DSLRs use an autofocus sensor to analyze the light through the lens and figure out where the subject is located within the frame. You can help out the AF system by choosing a specific focus point and placing that point on the subject.
Different autofocus systems have varying degrees of accuracy. Some cameras are manufactured specifically for landscapes and portraits, and have mediocre autofocus systems.
These cameras might “hunt around” for focus in the dark and even fail to achieve focus in some extremely difficult lighting situations. Other cameras are engineered for sports and high speed shooting, and have autofocus systems that work very well even in difficult light. Also with mediocre AF systems, some AF points are less dependable on others. For example the center point may be very accurate but the outside points may have you hunting around for focus. This varies greatly between camera models and manufacturers.
An autofocus system needs a motor in order to adjust the physical elements of the lens. Sometimes this motor is built into the camera. Other times the motor is built into the lens.
All of Canon’s EF & EF-S lenses have a built-in focus motor. The cheaper lenses have less effective motors that focus slowly. Some high performance lenses have ultra-fast focus motors that lock on to the subject in a split second.
Some Nikon cameras have a built-in focus motor while others do not. Some Nikon lenses have a built-in focus motor and some do not. Due to this situation, Nikon photographers need to be aware of which lenses will autofocus on their cameras, and which lenses are safe to mount at all. Before choosing a lens for your Nikon you should consult the Nikon SLR Camera & Lens Compatibility Chart at Nikonians.org.
The various camera companies have different names for their high performance AF motors.
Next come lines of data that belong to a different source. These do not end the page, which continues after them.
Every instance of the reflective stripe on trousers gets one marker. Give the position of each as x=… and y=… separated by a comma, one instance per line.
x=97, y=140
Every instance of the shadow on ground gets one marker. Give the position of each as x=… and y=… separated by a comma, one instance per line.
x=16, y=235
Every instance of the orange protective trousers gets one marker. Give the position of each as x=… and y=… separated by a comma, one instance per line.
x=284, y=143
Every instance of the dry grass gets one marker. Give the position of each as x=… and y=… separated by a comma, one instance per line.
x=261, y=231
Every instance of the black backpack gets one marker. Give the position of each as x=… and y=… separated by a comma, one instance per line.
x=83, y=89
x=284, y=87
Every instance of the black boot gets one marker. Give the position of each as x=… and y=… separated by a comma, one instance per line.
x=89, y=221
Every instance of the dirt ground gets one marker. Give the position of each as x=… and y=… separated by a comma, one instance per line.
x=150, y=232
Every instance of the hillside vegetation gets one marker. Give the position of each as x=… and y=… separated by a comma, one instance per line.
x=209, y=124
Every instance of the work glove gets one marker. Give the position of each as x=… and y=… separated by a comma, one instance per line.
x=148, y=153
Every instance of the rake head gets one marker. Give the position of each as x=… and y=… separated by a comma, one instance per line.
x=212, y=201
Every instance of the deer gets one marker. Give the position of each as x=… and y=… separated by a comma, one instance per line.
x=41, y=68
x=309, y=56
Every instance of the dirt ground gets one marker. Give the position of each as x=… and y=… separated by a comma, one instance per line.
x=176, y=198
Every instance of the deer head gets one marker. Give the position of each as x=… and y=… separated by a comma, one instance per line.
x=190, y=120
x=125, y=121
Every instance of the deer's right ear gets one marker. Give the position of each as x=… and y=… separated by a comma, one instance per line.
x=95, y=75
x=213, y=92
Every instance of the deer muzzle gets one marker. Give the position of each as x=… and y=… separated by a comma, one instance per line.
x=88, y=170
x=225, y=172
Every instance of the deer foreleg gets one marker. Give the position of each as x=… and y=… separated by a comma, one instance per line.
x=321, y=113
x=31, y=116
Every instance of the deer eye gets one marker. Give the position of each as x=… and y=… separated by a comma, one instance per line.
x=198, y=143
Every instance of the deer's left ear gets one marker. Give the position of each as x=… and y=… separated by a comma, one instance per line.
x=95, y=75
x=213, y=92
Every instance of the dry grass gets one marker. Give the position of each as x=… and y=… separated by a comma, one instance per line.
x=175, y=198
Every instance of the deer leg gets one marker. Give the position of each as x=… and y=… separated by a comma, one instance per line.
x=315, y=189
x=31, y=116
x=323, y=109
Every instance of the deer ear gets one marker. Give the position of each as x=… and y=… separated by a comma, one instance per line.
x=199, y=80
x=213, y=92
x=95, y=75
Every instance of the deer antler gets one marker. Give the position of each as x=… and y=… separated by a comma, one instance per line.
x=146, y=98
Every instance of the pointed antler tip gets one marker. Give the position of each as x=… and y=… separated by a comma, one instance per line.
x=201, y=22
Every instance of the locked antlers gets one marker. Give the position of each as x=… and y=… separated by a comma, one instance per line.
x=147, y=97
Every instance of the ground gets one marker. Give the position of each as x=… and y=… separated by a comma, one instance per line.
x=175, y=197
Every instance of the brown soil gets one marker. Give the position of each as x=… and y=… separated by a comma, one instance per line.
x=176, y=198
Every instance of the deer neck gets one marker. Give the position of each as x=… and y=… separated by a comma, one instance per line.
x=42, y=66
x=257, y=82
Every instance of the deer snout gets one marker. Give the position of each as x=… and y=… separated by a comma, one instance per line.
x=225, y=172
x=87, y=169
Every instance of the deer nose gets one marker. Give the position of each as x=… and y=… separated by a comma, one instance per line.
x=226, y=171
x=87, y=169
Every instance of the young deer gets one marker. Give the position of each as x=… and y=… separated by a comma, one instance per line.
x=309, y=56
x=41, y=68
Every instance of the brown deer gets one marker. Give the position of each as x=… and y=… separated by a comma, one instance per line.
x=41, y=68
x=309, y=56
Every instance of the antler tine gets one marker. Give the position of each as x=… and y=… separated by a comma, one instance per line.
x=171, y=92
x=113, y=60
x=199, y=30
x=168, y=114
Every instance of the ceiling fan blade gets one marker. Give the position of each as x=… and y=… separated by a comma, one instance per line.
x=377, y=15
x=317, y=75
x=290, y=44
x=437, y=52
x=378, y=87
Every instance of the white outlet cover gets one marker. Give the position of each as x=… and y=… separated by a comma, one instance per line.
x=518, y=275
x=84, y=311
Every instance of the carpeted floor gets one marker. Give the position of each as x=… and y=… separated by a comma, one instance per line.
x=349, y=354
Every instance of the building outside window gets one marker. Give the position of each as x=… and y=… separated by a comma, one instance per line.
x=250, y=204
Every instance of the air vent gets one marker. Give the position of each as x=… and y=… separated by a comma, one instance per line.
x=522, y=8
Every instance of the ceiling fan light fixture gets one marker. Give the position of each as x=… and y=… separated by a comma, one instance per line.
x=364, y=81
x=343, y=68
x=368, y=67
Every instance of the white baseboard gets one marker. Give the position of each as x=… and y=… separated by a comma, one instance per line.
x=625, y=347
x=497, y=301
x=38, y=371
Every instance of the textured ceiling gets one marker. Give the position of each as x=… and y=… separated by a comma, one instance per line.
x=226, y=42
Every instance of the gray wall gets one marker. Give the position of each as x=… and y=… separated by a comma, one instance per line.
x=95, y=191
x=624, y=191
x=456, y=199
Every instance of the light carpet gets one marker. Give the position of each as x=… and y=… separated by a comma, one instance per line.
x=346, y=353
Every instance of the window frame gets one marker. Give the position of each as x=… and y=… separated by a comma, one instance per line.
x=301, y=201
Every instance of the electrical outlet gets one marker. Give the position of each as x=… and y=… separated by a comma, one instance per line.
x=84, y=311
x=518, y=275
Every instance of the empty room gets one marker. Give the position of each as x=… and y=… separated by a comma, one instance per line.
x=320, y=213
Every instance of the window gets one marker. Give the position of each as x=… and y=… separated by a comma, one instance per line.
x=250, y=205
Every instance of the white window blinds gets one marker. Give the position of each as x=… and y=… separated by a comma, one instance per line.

Canon calls it USM for Ultrasonic Motor. Nikon calls it SWM for Silent Wave Motor. Sigma calls it HSM for Hyper Sonic Motor.
DSLRs generally have three autofocus modes:
A one-shot or single-shot mode for stationary subjects. The system locks on focus once and keeps it there while you finish making the image.
A continuous or servo mode for moving subjects. The system will track a moving subject and continuously adjust focus so the it stays sharp. You can see this in action by holding the shutter button halfway down (or holding the AF-ON button), aiming your lens at something that moves and following it around while continuing to hold the button. You’ll probably hear the AF system buzzing and if your lens has a distance window, be able to see it continuously adjusting the distance.
An auto mode that attempts to choose between single shot and continuous/servo mode each time you shoot. This is often the default mode for a camera.
Letting the camera pick its AF mode is fine in some situations, but if you can anticipate your subjects it’s good to make that choice yourself. This reduces the chances of missing focus and getting a bad frame because the camera made a poor decision. For example if you’re standing on the sidelines of a ball game, you should probably be in continuous/servo mode.
In dark situations where it’s hard for an autofocus system to find the subject and lock on focus, cameras will often use an AF assist lamp. This is a small light the shines on the subject before the shutter triggers, which the AF system can “see” and use to lock on.
On compact point & shoots this is the little red or green light that lights up right before you take a picture.
A lot of Nikon DSLRs have an AF assist lamp built into the camera body. Some Canon DSLRs have this function built into the pop-up flash, while bodies without a flash like the 5D have no AF assist light.
Many flashes have their own infrared focus assist beam, which is why obtaining focus in dark environments with a flash on top of the camera a lot easier than without a flash. I know of a lot of photographers, particularly Canon users, who like to use a flash solely for the IR focus assist light.
D.I.Y. AF Assist
Many photographers who do nighttime landscapes or just nighttime long exposures in general have a DIY trick for getting focus: set up the camera and tripod where you want them, then shine a flashlight where you would like to focus and trigger the AF. Turn off the flashlight and trigger the shutter.
I’ve mentioned the AF-On button a few times over the course of this article, so I’ll close by describing this very useful custom function. Many DSLRs have a custom function that allows you to remove autofocus from the shutter button and assign it to a separate button. This button is usually on the back of the camera near your thumb.
When this custom function is used, pressing or half-pressing the shutter button doesn’t trigger the AF system. The camera will simply meter the light and expose. If the subject isn’t in focus, it’ll turn out blurry. In order to get the subject in focus, you first press the AF-On button then hit the shutter.
This might sound complicated at first, but it’s one of those things that you’d never give up once you get used to it. I find it very intuitive to be able to focus and meter separately. It opens doors to many new techniques, such as dead simple focus & recompose, holding down the AF-on button to easily keep focus as you track a moving subject, and more. In fact the “D.I.Y AF Assist” I described in the previous section is much easier to do when this function is on because the AF system won’t be reactivated when you trip the shutter, so you don’t have to worry about holding a half-pressed button or anything.
Not all cameras have these types of custom functions, and the method for enabling them varies from camera to camera. Check your manual to find out how to do this with your DSLR.